Finally, reappraisal effectiveness may improve with age, potentially due to practice and skill development, as has been observed in adolescents (Decicco et al.,
2012,
2014; McRae et al.,
2012). To our knowledge, only one study has investigated associations between age and reappraisal effectiveness across the adult lifespan, finding no significant differences (Livingstone & Isaacowitz,
2021). Based on the potential for skill development, we predicted the association between reappraisal and mental health and wellbeing would be stronger with increasing age.
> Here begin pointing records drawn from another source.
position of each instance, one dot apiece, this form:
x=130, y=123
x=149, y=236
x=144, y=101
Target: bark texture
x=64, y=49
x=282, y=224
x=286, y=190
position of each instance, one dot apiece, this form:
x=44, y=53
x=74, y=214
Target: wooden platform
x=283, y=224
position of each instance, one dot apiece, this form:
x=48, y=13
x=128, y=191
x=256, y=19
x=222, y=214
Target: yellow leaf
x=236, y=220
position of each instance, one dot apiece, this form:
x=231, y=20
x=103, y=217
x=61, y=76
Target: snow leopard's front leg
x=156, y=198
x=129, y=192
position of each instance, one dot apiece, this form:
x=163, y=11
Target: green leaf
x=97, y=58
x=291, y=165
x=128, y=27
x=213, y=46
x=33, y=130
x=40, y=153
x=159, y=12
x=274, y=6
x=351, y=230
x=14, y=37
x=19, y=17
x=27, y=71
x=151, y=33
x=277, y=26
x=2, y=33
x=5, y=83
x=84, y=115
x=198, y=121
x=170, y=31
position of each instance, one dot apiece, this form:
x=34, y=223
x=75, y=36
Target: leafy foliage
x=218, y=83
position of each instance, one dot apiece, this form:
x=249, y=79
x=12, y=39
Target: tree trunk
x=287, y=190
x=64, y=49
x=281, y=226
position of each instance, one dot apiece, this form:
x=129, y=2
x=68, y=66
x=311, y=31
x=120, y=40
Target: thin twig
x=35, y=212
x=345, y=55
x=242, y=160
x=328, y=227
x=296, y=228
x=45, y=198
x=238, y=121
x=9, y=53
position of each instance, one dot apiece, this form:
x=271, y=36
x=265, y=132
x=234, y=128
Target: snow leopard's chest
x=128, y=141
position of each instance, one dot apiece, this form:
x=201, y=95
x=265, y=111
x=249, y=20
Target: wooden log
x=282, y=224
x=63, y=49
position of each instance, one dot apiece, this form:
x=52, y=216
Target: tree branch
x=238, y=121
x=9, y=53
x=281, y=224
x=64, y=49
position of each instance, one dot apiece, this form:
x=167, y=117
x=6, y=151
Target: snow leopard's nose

We analyzed age first as a continuous variable, and then in age terciles because the brain regions involved in executive function, which are critical to reappraisal (Goldin et al.,
2008; Steward et al.,
2021), deteriorate across the last few decades of life (Nyberg et al.,
2010), potentially offsetting learning benefits for reappraisal in older adults (i.e., it was possible reappraisal benefits might only be seen for middle-aged compared to young adults).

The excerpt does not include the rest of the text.